[PATCH v2 5/6] pci/hotplug/pnv_php: Fix surprise plug detection and

Timothy Pearson posted 6 patches 3 months, 3 weeks ago
There is a newer version of this series
[PATCH v2 5/6] pci/hotplug/pnv_php: Fix surprise plug detection and
Posted by Timothy Pearson 3 months, 3 weeks ago
 recovery

The existing PowerNV hotplug code did not handle suprise plug events
correctly, leading to a complete failure of the hotplug system after
device removal and a required reboot to detect new devices.

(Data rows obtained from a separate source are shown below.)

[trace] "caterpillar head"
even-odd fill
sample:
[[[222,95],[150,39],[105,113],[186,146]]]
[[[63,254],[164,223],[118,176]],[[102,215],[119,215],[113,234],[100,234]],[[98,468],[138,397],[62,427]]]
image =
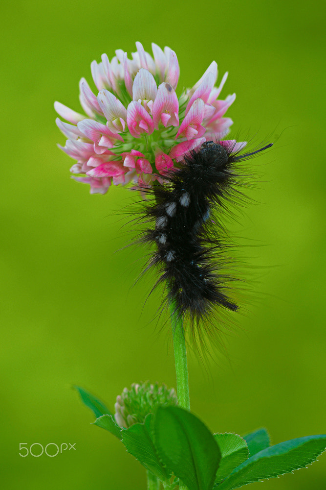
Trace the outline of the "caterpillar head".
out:
[[[203,161],[212,170],[220,171],[225,168],[229,156],[221,145],[214,141],[205,141],[201,145],[199,153]]]

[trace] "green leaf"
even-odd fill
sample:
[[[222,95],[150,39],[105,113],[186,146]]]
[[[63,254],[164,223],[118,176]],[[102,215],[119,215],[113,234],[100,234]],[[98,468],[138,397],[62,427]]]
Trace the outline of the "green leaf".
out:
[[[152,414],[147,416],[144,423],[133,424],[122,431],[122,442],[127,450],[136,458],[147,469],[161,480],[171,476],[163,465],[154,445],[151,429]]]
[[[155,445],[167,466],[189,490],[211,490],[221,454],[206,425],[179,407],[159,407],[153,427]]]
[[[118,439],[121,439],[121,429],[116,423],[112,415],[101,415],[98,417],[95,422],[93,422],[94,425],[97,425],[99,427],[105,429],[109,431],[113,436],[115,436]]]
[[[270,445],[269,436],[266,429],[258,429],[243,437],[249,450],[250,458]]]
[[[304,468],[315,461],[326,447],[326,435],[301,437],[271,446],[236,468],[218,486],[218,490],[233,490]]]
[[[93,411],[96,418],[101,416],[101,415],[104,415],[105,414],[112,415],[102,402],[95,396],[91,395],[90,393],[87,392],[84,388],[81,388],[79,386],[74,386],[74,388],[77,390],[80,395],[83,403]]]
[[[222,459],[215,477],[215,485],[220,483],[239,465],[248,459],[249,450],[244,439],[236,434],[215,434],[214,439],[221,451]]]

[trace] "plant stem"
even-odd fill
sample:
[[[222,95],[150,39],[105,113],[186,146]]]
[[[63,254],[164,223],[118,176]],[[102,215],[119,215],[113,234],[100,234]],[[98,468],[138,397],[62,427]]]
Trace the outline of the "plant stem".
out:
[[[155,475],[147,470],[147,490],[159,490],[160,481]]]
[[[190,410],[189,384],[183,322],[182,318],[178,318],[173,304],[170,306],[170,311],[171,312],[171,323],[173,335],[173,347],[174,350],[178,405],[181,408],[185,408],[187,410]],[[188,490],[188,488],[181,482],[180,482],[179,490]]]
[[[188,383],[187,350],[183,331],[182,319],[178,318],[174,313],[174,306],[171,305],[171,323],[173,332],[173,346],[174,350],[174,362],[176,376],[176,392],[178,405],[181,408],[190,410],[189,385]]]

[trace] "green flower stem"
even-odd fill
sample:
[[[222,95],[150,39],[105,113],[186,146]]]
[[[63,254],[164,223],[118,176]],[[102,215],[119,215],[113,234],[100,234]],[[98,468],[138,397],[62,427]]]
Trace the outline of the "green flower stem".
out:
[[[175,313],[174,313],[174,305],[172,304],[170,306],[170,311],[173,335],[173,347],[174,350],[178,405],[182,408],[190,410],[189,383],[183,322],[182,318],[178,318]],[[187,487],[180,482],[179,490],[187,490]]]
[[[151,471],[147,470],[147,490],[160,490],[160,481]]]
[[[174,313],[173,305],[171,305],[170,309],[172,331],[173,332],[173,346],[174,350],[178,405],[182,408],[190,410],[190,401],[187,365],[187,351],[182,319],[178,318],[175,313]]]

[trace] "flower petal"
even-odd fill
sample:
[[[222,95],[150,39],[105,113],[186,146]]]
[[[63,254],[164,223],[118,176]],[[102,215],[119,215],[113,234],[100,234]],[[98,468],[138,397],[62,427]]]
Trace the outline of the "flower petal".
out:
[[[89,171],[86,175],[90,177],[113,177],[125,173],[127,171],[122,162],[105,162]]]
[[[195,83],[193,88],[191,89],[191,90],[189,91],[189,97],[191,97],[191,96],[193,95],[193,94],[194,94],[195,91],[196,90],[196,89],[198,88],[199,85],[202,83],[204,79],[206,77],[206,75],[209,73],[211,73],[213,74],[213,76],[214,77],[214,83],[213,83],[213,85],[215,85],[215,82],[216,82],[216,80],[217,79],[217,63],[216,61],[212,62],[210,66],[208,67],[207,69],[204,73],[202,76],[201,76],[199,78],[197,83]]]
[[[212,90],[214,86],[215,79],[212,73],[209,73],[203,80],[201,83],[195,91],[188,103],[186,109],[186,114],[189,112],[195,100],[201,98],[204,102],[207,102],[211,95]]]
[[[175,90],[180,75],[178,59],[174,51],[167,46],[164,48],[164,53],[168,60],[168,69],[165,75],[165,81],[171,84]]]
[[[111,84],[106,76],[103,64],[97,63],[95,60],[90,64],[90,71],[94,83],[98,91],[102,89],[110,89]]]
[[[223,88],[224,83],[226,81],[226,79],[228,77],[229,73],[228,72],[226,72],[223,75],[223,78],[221,80],[218,87],[214,87],[211,92],[211,95],[210,96],[207,102],[209,104],[212,103],[214,100],[216,100],[221,92],[222,91],[222,89]]]
[[[152,173],[153,169],[149,160],[146,158],[139,158],[136,162],[136,172],[137,173]]]
[[[148,112],[139,102],[130,102],[128,107],[127,123],[131,136],[139,138],[142,133],[152,134],[154,124]]]
[[[102,114],[97,98],[85,78],[82,78],[79,82],[79,100],[86,114],[90,117],[93,117],[96,113]]]
[[[119,140],[123,141],[123,139],[117,133],[113,133],[109,129],[106,124],[101,124],[92,119],[84,119],[77,124],[78,128],[82,132],[91,140],[92,141],[98,141],[103,135],[112,140],[112,146],[114,145],[114,140]]]
[[[146,70],[147,70],[148,68],[147,60],[146,59],[145,51],[143,47],[143,45],[139,41],[137,41],[136,42],[136,48],[137,48],[137,52],[138,53],[138,55],[139,56],[140,66],[142,68],[146,68]]]
[[[77,124],[79,121],[83,121],[86,117],[57,101],[54,102],[54,109],[62,118],[65,119],[66,121],[69,121],[69,122],[72,122],[73,124]]]
[[[197,137],[202,136],[205,131],[201,125],[205,115],[205,103],[201,98],[195,101],[189,112],[181,123],[176,133],[176,137],[180,135],[186,136],[188,140],[193,139],[194,136]]]
[[[133,100],[154,100],[157,93],[155,79],[148,70],[140,68],[132,85]]]
[[[157,95],[153,105],[153,122],[156,129],[161,122],[163,126],[179,125],[179,102],[174,89],[163,82],[158,86]]]
[[[114,132],[124,131],[127,121],[127,109],[118,98],[104,89],[97,96],[98,103],[108,120],[107,125]]]
[[[155,166],[159,173],[164,175],[173,168],[173,162],[169,155],[165,153],[159,153],[155,156]]]
[[[125,85],[130,97],[132,97],[132,80],[128,67],[128,62],[127,53],[123,55],[123,65],[125,69]]]
[[[55,122],[60,131],[69,139],[78,140],[79,138],[84,137],[83,133],[77,126],[67,122],[63,122],[59,118],[57,118]]]
[[[159,46],[154,43],[152,43],[152,49],[154,55],[156,72],[159,75],[160,81],[163,82],[167,66],[166,56]]]

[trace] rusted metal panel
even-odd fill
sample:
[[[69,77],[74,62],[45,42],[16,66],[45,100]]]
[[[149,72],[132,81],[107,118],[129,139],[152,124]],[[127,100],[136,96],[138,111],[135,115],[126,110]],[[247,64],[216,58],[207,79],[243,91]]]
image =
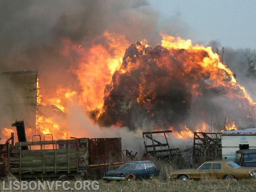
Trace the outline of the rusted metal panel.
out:
[[[90,139],[89,149],[90,164],[122,161],[120,138]]]
[[[26,127],[35,128],[38,74],[32,71],[0,73],[0,128],[11,129],[14,119],[26,119]],[[4,136],[0,132],[2,140]]]

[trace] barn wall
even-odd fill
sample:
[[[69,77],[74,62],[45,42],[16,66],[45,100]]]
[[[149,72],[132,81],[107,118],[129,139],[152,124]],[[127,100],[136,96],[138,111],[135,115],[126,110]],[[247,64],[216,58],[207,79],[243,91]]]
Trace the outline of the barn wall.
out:
[[[4,128],[13,129],[16,133],[11,124],[16,119],[24,119],[27,129],[35,129],[38,76],[37,71],[0,73],[0,138],[4,138]]]

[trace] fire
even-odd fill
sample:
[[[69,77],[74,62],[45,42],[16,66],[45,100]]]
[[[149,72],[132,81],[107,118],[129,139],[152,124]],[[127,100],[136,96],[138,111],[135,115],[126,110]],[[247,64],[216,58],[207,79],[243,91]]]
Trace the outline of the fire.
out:
[[[187,127],[186,125],[183,126],[180,125],[180,126],[183,129],[180,132],[176,131],[172,127],[170,128],[170,130],[172,131],[172,134],[175,137],[180,139],[190,139],[194,137],[194,132],[189,128]]]
[[[80,102],[88,111],[102,108],[103,98],[108,93],[105,92],[106,85],[111,82],[114,73],[119,70],[129,45],[124,36],[107,32],[94,41],[99,40],[104,42],[94,42],[88,50],[77,51],[80,59],[72,64],[76,68],[70,69],[77,76],[82,88]]]
[[[237,130],[237,128],[236,126],[236,122],[234,121],[233,122],[233,123],[231,125],[226,125],[225,128],[226,129],[226,130],[227,131],[230,131],[230,130]]]
[[[38,114],[36,125],[39,132],[39,134],[52,134],[54,139],[67,139],[69,136],[68,131],[61,129],[60,126],[56,123],[52,118],[46,118]]]
[[[202,120],[208,113],[218,112],[213,107],[216,98],[220,98],[218,101],[228,107],[235,106],[240,116],[245,113],[246,119],[256,119],[256,103],[211,48],[162,35],[161,45],[154,48],[146,39],[129,46],[124,36],[108,32],[89,45],[88,42],[76,44],[64,40],[66,46],[61,53],[70,58],[69,71],[76,76],[76,85],[79,87],[58,86],[50,94],[45,90],[43,96],[38,80],[38,103],[59,113],[39,111],[37,131],[68,138],[69,128],[60,119],[72,112],[68,107],[70,103],[82,106],[93,123],[102,126],[118,125],[135,130],[144,128],[148,122],[154,125],[152,129],[171,127],[173,134],[182,139],[192,138],[193,130],[205,130]],[[201,104],[206,101],[215,111],[209,111],[208,103]],[[48,107],[52,105],[55,107]],[[190,113],[191,106],[198,109],[194,114]],[[59,118],[60,114],[64,116]],[[196,122],[186,122],[189,116]],[[234,122],[225,129],[237,127]]]

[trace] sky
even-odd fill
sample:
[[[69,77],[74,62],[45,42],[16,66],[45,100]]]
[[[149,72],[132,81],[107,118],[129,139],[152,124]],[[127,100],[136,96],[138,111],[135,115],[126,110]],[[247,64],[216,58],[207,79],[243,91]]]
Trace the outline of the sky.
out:
[[[202,44],[214,40],[234,49],[256,48],[256,1],[149,0],[168,24],[178,20],[178,34]]]

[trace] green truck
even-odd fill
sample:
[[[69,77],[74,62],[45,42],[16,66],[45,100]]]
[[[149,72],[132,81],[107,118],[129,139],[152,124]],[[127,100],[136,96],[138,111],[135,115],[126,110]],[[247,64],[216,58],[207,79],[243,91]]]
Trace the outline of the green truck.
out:
[[[0,144],[0,175],[10,173],[22,178],[87,176],[90,170],[106,170],[123,163],[120,138],[45,140],[45,135],[42,140],[41,136],[36,135],[33,138],[37,137],[39,141],[28,142],[23,121],[12,125],[17,128],[19,140],[14,144],[12,133],[5,144]]]

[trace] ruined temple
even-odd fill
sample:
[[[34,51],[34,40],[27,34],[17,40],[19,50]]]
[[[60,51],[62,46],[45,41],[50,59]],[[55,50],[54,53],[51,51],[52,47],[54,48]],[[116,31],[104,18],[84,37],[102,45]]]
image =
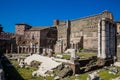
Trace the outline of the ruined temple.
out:
[[[42,53],[43,49],[54,49],[57,30],[54,26],[34,27],[25,23],[16,24],[18,53]]]
[[[98,50],[98,22],[102,18],[113,21],[113,15],[109,11],[74,20],[55,20],[58,38],[55,51],[64,52],[68,48]]]

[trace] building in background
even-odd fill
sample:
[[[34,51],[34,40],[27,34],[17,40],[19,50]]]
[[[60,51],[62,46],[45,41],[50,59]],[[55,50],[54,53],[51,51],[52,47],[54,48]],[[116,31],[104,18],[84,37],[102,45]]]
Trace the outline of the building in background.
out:
[[[57,29],[54,26],[32,27],[16,24],[16,44],[18,53],[42,53],[43,49],[54,50]]]
[[[16,43],[14,33],[4,32],[0,25],[0,53],[16,52]]]

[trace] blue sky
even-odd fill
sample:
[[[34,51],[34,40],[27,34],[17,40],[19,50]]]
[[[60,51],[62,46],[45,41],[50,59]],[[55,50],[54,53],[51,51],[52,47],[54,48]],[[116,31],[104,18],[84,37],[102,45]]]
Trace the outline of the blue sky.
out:
[[[16,23],[48,26],[53,20],[72,20],[109,10],[120,20],[120,0],[0,0],[0,24],[14,32]]]

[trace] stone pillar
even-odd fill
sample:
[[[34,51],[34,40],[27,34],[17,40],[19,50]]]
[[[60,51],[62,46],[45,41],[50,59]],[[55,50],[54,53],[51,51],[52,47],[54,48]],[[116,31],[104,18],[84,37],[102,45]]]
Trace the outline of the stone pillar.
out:
[[[23,46],[21,47],[21,53],[23,53]]]
[[[97,57],[100,58],[101,56],[101,21],[98,21],[98,55]]]
[[[102,20],[102,55],[101,58],[106,58],[106,26],[105,26],[105,20]]]
[[[110,58],[111,55],[110,55],[110,25],[109,25],[109,22],[106,23],[106,57],[107,58]]]
[[[13,53],[13,45],[11,44],[11,53]]]
[[[34,46],[34,53],[36,53],[36,52],[35,52],[35,49],[36,49],[36,47]]]

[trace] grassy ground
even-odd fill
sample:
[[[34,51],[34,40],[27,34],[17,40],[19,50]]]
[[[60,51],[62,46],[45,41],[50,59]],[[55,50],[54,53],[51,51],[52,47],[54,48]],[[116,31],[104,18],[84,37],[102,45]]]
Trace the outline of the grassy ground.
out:
[[[56,56],[57,54],[54,54],[53,56]],[[63,55],[63,59],[70,59],[70,53],[69,54],[61,54]],[[87,53],[87,52],[78,52],[77,55],[82,59],[88,59],[92,56],[97,56],[95,53]]]
[[[14,66],[18,66],[18,62],[15,60],[10,61]],[[29,67],[28,69],[25,68],[16,68],[19,74],[23,77],[24,80],[44,80],[44,77],[32,77],[32,72],[37,70],[36,68]],[[47,80],[52,80],[53,77],[46,77]]]
[[[64,58],[69,58],[70,55],[63,55]],[[83,58],[89,58],[91,56],[96,56],[96,54],[94,53],[84,53],[84,52],[80,52],[78,53],[78,56],[83,57]],[[13,65],[13,67],[7,67],[5,65],[5,63],[11,63]],[[5,71],[9,74],[10,77],[13,77],[14,80],[44,80],[44,77],[32,77],[32,72],[37,70],[36,68],[30,67],[29,69],[25,69],[25,68],[17,68],[16,66],[18,66],[18,62],[16,60],[10,60],[10,62],[5,61],[3,63]],[[104,70],[104,69],[99,69],[99,76],[102,80],[111,80],[112,78],[116,78],[118,76],[120,76],[120,67],[118,68],[119,73],[114,75],[114,74],[109,74],[109,69],[111,67],[108,68],[108,70]],[[84,73],[84,74],[80,74],[80,76],[76,77],[76,76],[71,76],[68,78],[63,78],[62,80],[86,80],[88,77],[88,74],[90,72]],[[10,78],[8,77],[8,78]],[[12,80],[12,79],[8,79],[8,80]],[[53,77],[46,77],[46,80],[54,80]]]

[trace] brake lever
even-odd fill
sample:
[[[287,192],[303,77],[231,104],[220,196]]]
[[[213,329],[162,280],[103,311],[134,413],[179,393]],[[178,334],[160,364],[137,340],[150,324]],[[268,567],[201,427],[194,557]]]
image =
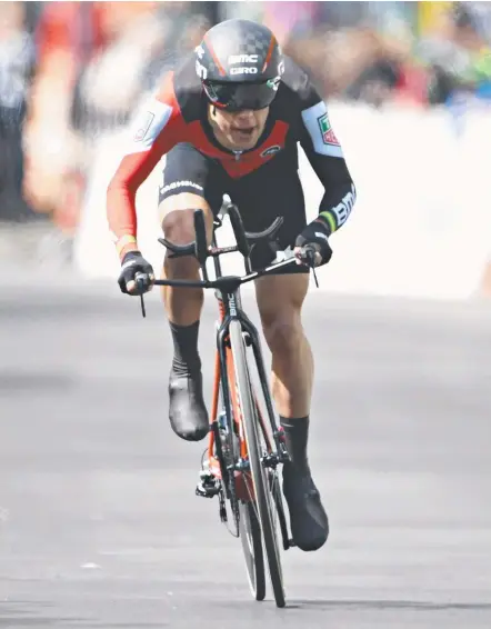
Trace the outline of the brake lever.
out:
[[[134,276],[134,281],[137,282],[137,288],[140,291],[140,307],[141,307],[141,316],[143,319],[147,317],[147,309],[144,307],[144,299],[143,299],[143,279],[142,273],[137,273]]]
[[[305,249],[305,260],[309,267],[312,269],[315,287],[319,288],[319,281],[315,273],[315,249],[311,246]]]

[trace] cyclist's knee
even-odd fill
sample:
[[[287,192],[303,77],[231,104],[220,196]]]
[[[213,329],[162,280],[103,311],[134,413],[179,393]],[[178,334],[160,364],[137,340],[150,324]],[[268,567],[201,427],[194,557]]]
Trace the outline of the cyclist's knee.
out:
[[[270,351],[275,356],[291,356],[303,338],[300,311],[288,309],[262,317],[262,331]]]
[[[213,217],[207,201],[198,194],[183,192],[168,197],[161,201],[159,211],[162,220],[162,230],[167,238],[176,244],[188,244],[196,238],[194,210],[204,212],[207,232],[211,236]]]

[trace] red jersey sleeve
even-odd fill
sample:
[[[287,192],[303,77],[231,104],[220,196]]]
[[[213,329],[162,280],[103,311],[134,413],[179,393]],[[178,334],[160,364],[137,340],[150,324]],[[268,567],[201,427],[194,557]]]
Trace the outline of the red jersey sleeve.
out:
[[[116,239],[137,236],[136,196],[160,158],[186,137],[186,122],[176,99],[173,72],[159,92],[137,112],[129,146],[107,191],[109,229]]]

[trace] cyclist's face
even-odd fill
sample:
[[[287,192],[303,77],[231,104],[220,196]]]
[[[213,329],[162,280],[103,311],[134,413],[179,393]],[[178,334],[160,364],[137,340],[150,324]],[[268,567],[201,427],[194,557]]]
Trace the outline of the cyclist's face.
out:
[[[264,130],[268,113],[269,107],[234,112],[217,108],[212,120],[218,140],[232,150],[252,149]]]

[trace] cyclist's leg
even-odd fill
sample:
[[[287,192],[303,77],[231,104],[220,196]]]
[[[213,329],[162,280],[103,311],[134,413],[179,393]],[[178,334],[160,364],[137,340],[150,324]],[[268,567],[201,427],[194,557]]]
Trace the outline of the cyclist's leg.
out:
[[[221,192],[216,167],[190,144],[178,144],[166,158],[159,212],[164,236],[186,244],[194,240],[193,211],[202,209],[211,240],[213,212]],[[198,279],[199,264],[192,257],[166,254],[162,276],[168,279]],[[203,439],[209,430],[202,395],[198,332],[203,303],[202,289],[162,287],[162,299],[171,329],[174,356],[169,378],[169,419],[179,437]]]

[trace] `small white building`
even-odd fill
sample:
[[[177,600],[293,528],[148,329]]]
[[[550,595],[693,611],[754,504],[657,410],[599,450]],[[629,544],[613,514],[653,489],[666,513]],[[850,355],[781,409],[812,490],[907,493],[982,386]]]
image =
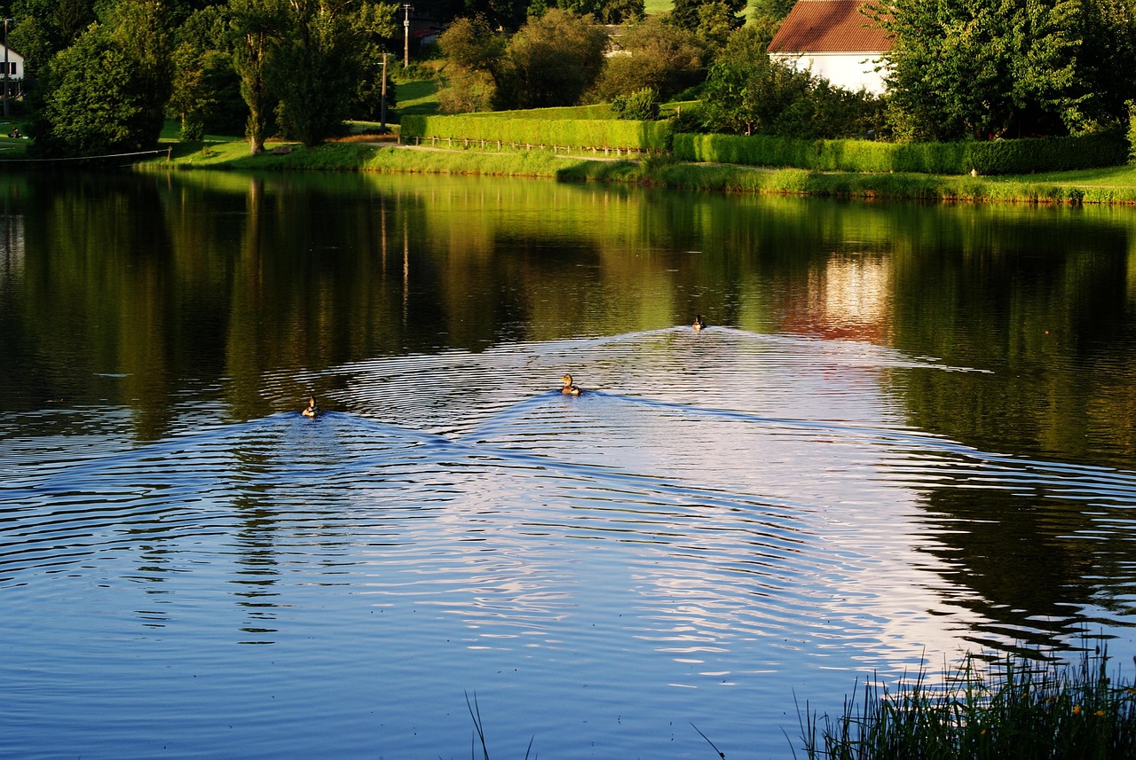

This comes down to two issues:
1.) When a device is suprise removed, oftentimes the bridge upstream
    port will cause a PE freeze on the PHB.  If this freeze is not
    cleared, the MSI interrupts from the bridge hotplug notification
    logic will not be received by the kernel, stalling all plug events
    on all slots associated with the PE.
2.) When a device is removed from a slot, regardless of suprise or
    programmatic removal, the associated PHB/PE ls left frozen.
    If this freeze is not cleared via a fundamental reset, skiboot
    is unable to clear the freeze and cannot retrain / rescan the
    slot.  This also requires a reboot to clear the freeze and redetect
    the device in the slot.

Issue the appropriate unfreeze and rescan commands on hotplug events,
and don't oops on hotplug if pci_bus_to_OF_node() returns NULL.

Signed-off-by: Timothy Pearson <tpearson@raptorengineering.com>
---
 arch/powerpc/kernel/pci-hotplug.c |  3 ++
 drivers/pci/hotplug/pnv_php.c     | 53 ++++++++++++++++++++++++++++++-
 2 files changed, 55 insertions(+), 1 deletion(-)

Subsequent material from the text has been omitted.